Can I write correct code in 10–20 minutes with tests?
Can I discuss space/time trade-offs and alternative data structures like Union-Find?
How can Verve AI Copilot help you with num island
Verve AI Interview Copilot gives interactive, real-time coaching for num island practice. Verve AI Interview Copilot can simulate interview prompts, provide step-by-step feedback on DFS/BFS/Union-Find solutions, and suggest clearer ways to explain complexity. Verve AI Interview Copilot helps you rehearse boundary checks and follow-up changes, and provides curated test cases to validate your code. Try it at https://vervecopilot.com to get tailored num island training with immediate feedback from Verve AI Interview Copilot
What are the most important variations of num island I should be ready for
Diagonal adjacency allowed: Change neighbor offsets; results differ significantly.
Count largest island: Track max component size during flood-fill.
Perimeter of islands: Sum exposed edges during traversal.
Dynamic updates: Toggle land/water frequently — consider Union-Find or dynamic graph structures.
Multiple islands merging: After updates, answer connectivity queries — a classic Union-Find use case.

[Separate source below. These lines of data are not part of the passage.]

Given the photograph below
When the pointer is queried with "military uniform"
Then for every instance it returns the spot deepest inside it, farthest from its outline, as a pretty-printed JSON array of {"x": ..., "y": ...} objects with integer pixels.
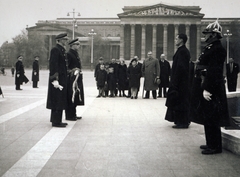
[
  {"x": 57, "y": 98},
  {"x": 74, "y": 63},
  {"x": 210, "y": 110},
  {"x": 35, "y": 73}
]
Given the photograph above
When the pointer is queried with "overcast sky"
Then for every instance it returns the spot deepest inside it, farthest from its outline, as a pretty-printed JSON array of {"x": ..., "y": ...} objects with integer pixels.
[{"x": 16, "y": 14}]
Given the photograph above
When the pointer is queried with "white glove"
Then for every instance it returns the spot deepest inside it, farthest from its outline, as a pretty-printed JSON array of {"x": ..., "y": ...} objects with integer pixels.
[
  {"x": 56, "y": 85},
  {"x": 207, "y": 95}
]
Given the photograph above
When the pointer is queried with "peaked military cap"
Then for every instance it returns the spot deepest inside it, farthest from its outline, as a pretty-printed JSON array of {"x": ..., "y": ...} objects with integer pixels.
[
  {"x": 73, "y": 41},
  {"x": 62, "y": 35}
]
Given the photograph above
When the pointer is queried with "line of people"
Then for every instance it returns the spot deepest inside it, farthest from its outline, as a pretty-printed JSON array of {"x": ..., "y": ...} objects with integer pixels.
[{"x": 116, "y": 77}]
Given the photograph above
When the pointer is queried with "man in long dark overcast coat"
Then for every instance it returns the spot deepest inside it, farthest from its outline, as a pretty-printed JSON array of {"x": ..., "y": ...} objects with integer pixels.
[{"x": 178, "y": 93}]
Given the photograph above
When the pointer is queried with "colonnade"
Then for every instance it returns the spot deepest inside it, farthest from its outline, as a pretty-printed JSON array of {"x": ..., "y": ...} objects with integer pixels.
[{"x": 154, "y": 39}]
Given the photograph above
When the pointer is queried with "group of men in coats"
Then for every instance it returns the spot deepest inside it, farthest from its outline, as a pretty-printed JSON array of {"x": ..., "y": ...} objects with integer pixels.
[
  {"x": 207, "y": 103},
  {"x": 65, "y": 87}
]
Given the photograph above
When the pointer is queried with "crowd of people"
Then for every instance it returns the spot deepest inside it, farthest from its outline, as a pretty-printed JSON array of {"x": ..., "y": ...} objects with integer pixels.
[
  {"x": 194, "y": 91},
  {"x": 115, "y": 78}
]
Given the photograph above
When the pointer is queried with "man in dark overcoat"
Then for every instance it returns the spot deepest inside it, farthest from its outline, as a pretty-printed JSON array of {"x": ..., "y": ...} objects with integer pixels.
[
  {"x": 165, "y": 72},
  {"x": 178, "y": 93},
  {"x": 232, "y": 75},
  {"x": 20, "y": 73},
  {"x": 35, "y": 72},
  {"x": 75, "y": 89},
  {"x": 151, "y": 72},
  {"x": 113, "y": 78},
  {"x": 208, "y": 99},
  {"x": 57, "y": 84}
]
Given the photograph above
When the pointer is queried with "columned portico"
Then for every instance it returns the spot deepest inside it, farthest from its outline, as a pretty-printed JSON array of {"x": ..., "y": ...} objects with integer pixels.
[
  {"x": 188, "y": 35},
  {"x": 132, "y": 40},
  {"x": 122, "y": 41},
  {"x": 156, "y": 19},
  {"x": 165, "y": 39},
  {"x": 175, "y": 34},
  {"x": 143, "y": 41},
  {"x": 154, "y": 41}
]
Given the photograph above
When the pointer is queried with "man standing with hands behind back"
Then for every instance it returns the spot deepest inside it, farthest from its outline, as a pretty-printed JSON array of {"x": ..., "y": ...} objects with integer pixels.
[
  {"x": 75, "y": 93},
  {"x": 178, "y": 93},
  {"x": 151, "y": 72},
  {"x": 57, "y": 85},
  {"x": 35, "y": 72}
]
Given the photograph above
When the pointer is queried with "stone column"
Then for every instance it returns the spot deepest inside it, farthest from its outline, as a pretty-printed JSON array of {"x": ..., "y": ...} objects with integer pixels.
[
  {"x": 154, "y": 41},
  {"x": 122, "y": 41},
  {"x": 132, "y": 40},
  {"x": 50, "y": 45},
  {"x": 111, "y": 54},
  {"x": 198, "y": 41},
  {"x": 175, "y": 34},
  {"x": 188, "y": 35},
  {"x": 143, "y": 54},
  {"x": 165, "y": 39}
]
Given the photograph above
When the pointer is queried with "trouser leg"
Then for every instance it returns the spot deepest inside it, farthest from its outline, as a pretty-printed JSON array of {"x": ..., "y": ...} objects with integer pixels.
[
  {"x": 165, "y": 92},
  {"x": 213, "y": 136},
  {"x": 56, "y": 116},
  {"x": 70, "y": 112},
  {"x": 147, "y": 94},
  {"x": 154, "y": 93}
]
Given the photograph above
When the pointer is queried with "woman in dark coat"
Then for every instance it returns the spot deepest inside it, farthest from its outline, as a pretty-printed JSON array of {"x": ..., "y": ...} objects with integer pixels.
[
  {"x": 208, "y": 99},
  {"x": 122, "y": 78},
  {"x": 35, "y": 72},
  {"x": 134, "y": 75}
]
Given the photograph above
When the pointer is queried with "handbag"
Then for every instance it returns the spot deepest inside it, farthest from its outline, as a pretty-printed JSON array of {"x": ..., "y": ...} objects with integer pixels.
[{"x": 157, "y": 81}]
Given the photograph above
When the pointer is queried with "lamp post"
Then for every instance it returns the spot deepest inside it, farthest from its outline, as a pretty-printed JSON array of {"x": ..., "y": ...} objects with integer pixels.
[
  {"x": 228, "y": 34},
  {"x": 92, "y": 33},
  {"x": 74, "y": 20}
]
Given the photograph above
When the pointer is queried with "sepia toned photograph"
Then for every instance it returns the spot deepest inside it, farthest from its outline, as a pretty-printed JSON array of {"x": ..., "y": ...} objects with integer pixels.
[{"x": 119, "y": 88}]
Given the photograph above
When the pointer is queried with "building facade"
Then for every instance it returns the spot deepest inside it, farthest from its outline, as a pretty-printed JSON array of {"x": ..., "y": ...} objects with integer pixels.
[{"x": 136, "y": 31}]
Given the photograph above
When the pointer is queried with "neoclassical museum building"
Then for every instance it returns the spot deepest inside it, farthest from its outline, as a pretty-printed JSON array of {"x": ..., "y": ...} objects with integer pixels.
[{"x": 137, "y": 30}]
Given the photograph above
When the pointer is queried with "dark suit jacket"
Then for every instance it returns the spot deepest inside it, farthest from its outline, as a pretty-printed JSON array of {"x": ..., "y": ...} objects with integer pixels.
[
  {"x": 57, "y": 99},
  {"x": 178, "y": 93},
  {"x": 35, "y": 69}
]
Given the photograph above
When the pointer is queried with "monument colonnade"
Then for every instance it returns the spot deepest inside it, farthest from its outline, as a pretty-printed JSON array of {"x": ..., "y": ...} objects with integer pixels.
[{"x": 154, "y": 38}]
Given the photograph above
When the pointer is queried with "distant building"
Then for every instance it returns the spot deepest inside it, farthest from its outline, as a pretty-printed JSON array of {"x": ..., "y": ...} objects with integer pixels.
[{"x": 137, "y": 30}]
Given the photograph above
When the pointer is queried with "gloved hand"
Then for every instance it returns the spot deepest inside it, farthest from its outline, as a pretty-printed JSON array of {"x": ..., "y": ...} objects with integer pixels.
[
  {"x": 207, "y": 95},
  {"x": 57, "y": 85}
]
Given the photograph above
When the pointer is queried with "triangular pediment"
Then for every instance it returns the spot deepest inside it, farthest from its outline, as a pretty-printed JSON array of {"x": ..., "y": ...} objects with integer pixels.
[{"x": 160, "y": 10}]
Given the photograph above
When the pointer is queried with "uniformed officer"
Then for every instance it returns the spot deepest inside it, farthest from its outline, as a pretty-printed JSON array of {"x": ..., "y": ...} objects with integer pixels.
[
  {"x": 208, "y": 99},
  {"x": 75, "y": 92},
  {"x": 35, "y": 72},
  {"x": 57, "y": 85}
]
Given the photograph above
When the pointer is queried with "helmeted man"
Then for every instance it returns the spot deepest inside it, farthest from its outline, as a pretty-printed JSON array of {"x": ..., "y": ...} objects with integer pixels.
[
  {"x": 151, "y": 72},
  {"x": 75, "y": 91},
  {"x": 57, "y": 84},
  {"x": 35, "y": 72},
  {"x": 208, "y": 100}
]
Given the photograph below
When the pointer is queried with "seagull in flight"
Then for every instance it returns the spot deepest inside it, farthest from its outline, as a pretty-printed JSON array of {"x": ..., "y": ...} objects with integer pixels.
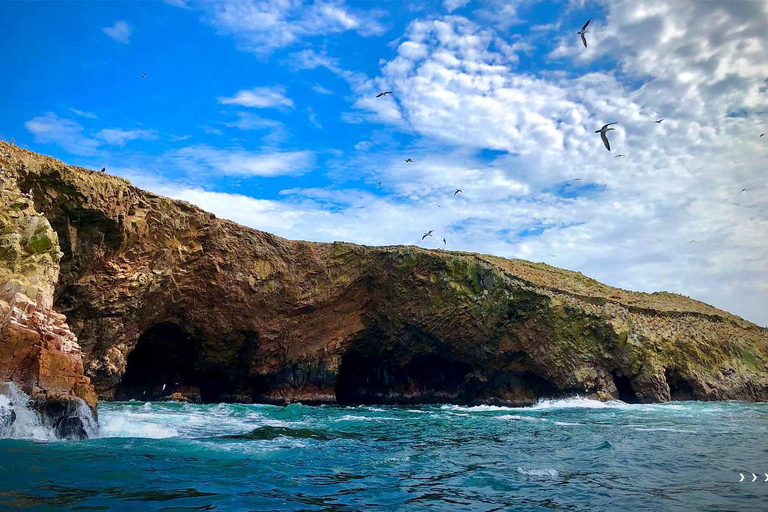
[
  {"x": 584, "y": 31},
  {"x": 602, "y": 131}
]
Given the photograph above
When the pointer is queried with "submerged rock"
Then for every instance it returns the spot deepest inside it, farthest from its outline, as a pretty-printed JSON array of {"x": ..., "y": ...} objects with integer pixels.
[{"x": 160, "y": 293}]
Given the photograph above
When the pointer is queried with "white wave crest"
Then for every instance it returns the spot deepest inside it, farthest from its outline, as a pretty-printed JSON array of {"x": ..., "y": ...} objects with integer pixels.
[
  {"x": 134, "y": 425},
  {"x": 19, "y": 421},
  {"x": 539, "y": 472}
]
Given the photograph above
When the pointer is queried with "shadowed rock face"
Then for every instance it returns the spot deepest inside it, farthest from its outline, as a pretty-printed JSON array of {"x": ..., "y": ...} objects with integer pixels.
[{"x": 160, "y": 293}]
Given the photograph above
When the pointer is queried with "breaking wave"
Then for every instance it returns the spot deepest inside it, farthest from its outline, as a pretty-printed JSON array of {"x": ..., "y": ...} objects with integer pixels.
[{"x": 20, "y": 421}]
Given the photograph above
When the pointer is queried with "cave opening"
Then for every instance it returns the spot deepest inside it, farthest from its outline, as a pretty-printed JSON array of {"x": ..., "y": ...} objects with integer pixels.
[
  {"x": 624, "y": 387},
  {"x": 422, "y": 378},
  {"x": 166, "y": 361},
  {"x": 679, "y": 388}
]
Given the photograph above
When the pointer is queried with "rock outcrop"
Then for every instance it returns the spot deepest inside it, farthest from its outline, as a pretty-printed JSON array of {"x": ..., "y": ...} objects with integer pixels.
[
  {"x": 167, "y": 300},
  {"x": 38, "y": 351}
]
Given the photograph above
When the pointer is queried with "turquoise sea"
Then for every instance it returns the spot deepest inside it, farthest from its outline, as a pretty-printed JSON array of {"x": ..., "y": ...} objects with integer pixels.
[{"x": 572, "y": 454}]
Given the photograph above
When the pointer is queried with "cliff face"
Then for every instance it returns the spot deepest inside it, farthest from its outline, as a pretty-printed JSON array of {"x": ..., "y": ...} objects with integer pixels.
[
  {"x": 165, "y": 298},
  {"x": 38, "y": 351}
]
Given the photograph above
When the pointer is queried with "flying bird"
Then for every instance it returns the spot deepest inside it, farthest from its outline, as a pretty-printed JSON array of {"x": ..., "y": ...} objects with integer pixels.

What Are the Most Common Questions About num island
Q: Can I modify the grid in num island
A: Yes if permitted; in-place marking to '0' saves O(nm) space versus a visited array
Q: Do diagonal connections count for num island
A: By default no, islands connect only up/down/left/right unless specified otherwise
Q: Which is better for num island DFS BFS or Union Find
A: DFS/BFS are simpler; Union-Find is best for dynamic or repeated connectivity queries
Q: What is the worst case time complexity for num island
A: O(n × m) because each cell is visited a constant number of times by DFS/BFS
Final checklist for presenting num island in an interview
Confirm adjacency rules and mutability at the start.
State your high-level approach and complexity before coding.
Choose DFS for rapid implementation, BFS for iterative clarity, or Union-Find for advanced follow-ups.
Handle bounds and visited marking explicitly.
Run a quick hand-trace on a small grid and discuss edge cases.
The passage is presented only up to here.